What's more, one of the most logistically complicated elements about running a studio in these times is dealing with the many governmental regulations and stipulations. Each local government is responding quite differently than the next, so studio owners and teachers have to stay nimble enough to react to new information they're receiving from local officials.
And as we all know, summer programs are one of the main ways in which dance studios can reach more students for a great period of time. With the summer break from school, dance programs typically offer a respite for students and parents alike. How studios execute those summer programs is changing fast.
Ballet In Athens
There is good news, though: all across the country, no matter what the circumstances, dance studios are finding ways to reopen and conduct business — whatever it looks like.
In Athens, Georgia, the East Athens Educational Dance Center is opening up with a compelling fusion class, which crosses African modern dance with ballet.

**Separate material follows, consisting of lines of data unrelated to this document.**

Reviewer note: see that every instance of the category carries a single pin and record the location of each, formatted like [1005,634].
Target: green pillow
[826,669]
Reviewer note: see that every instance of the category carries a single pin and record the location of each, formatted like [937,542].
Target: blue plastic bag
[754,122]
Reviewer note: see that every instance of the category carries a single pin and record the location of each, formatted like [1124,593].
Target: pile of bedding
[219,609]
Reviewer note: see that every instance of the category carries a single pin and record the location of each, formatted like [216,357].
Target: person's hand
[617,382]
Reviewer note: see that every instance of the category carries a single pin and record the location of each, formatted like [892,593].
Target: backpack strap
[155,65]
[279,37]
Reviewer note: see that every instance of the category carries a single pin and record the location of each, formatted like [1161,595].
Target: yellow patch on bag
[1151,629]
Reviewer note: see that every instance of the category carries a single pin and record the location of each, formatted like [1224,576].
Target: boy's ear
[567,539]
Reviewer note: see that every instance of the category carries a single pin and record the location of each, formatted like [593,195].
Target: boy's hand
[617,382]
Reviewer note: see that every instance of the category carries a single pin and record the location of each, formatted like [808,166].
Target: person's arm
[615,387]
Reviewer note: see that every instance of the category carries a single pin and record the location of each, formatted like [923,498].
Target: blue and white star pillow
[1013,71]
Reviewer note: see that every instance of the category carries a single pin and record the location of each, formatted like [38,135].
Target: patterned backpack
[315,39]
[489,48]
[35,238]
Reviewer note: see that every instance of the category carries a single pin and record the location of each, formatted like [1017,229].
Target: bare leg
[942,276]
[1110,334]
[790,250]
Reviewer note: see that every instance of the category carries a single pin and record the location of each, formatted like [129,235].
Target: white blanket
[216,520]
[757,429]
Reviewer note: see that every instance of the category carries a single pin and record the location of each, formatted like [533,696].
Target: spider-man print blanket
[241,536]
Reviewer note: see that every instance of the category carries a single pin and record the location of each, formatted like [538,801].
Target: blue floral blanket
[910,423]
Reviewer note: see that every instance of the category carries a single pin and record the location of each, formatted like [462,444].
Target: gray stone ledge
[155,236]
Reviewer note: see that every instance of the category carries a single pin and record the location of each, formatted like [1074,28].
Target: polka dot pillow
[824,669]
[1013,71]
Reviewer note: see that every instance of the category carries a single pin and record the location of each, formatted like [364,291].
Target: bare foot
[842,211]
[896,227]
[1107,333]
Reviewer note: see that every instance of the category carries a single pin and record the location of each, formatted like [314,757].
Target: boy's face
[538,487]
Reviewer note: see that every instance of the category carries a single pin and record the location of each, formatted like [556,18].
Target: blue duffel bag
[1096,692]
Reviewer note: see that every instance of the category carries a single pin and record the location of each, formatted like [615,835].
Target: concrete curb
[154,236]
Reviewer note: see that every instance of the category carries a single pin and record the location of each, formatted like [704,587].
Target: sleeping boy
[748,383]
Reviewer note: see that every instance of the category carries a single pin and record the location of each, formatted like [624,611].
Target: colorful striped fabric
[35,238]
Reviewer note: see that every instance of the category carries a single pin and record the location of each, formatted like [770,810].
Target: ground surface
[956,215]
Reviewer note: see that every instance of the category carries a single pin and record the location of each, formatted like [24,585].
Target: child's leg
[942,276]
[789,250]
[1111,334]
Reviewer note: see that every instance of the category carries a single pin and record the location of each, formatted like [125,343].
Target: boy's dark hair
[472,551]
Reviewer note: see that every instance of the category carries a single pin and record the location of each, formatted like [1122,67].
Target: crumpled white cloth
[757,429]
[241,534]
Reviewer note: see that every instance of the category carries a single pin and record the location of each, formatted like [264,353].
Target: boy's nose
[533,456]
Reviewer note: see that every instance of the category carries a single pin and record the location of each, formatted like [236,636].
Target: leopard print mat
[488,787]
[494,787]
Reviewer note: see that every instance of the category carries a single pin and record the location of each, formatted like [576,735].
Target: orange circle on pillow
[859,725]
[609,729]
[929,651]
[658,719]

"The community rallied to support black kids in this area, to give them a positive and constructive outlet," program supervisor Nena Gilreath told Caroline Head of The Black & Red. Head's piece contains some fantastic photographs that showcase the changing world of dance.
So yes, the world has changed, and so has the dance community. Masks, hand sanitizer, social distancing, reduced class size, a nightmare of logistics and planning. But dancers are flexible and creative, and all across the country studios and program directors are making the necessary changes, listening to their local governments, and assuring that their students and teachers can safely return to the dance floor to do what they do best.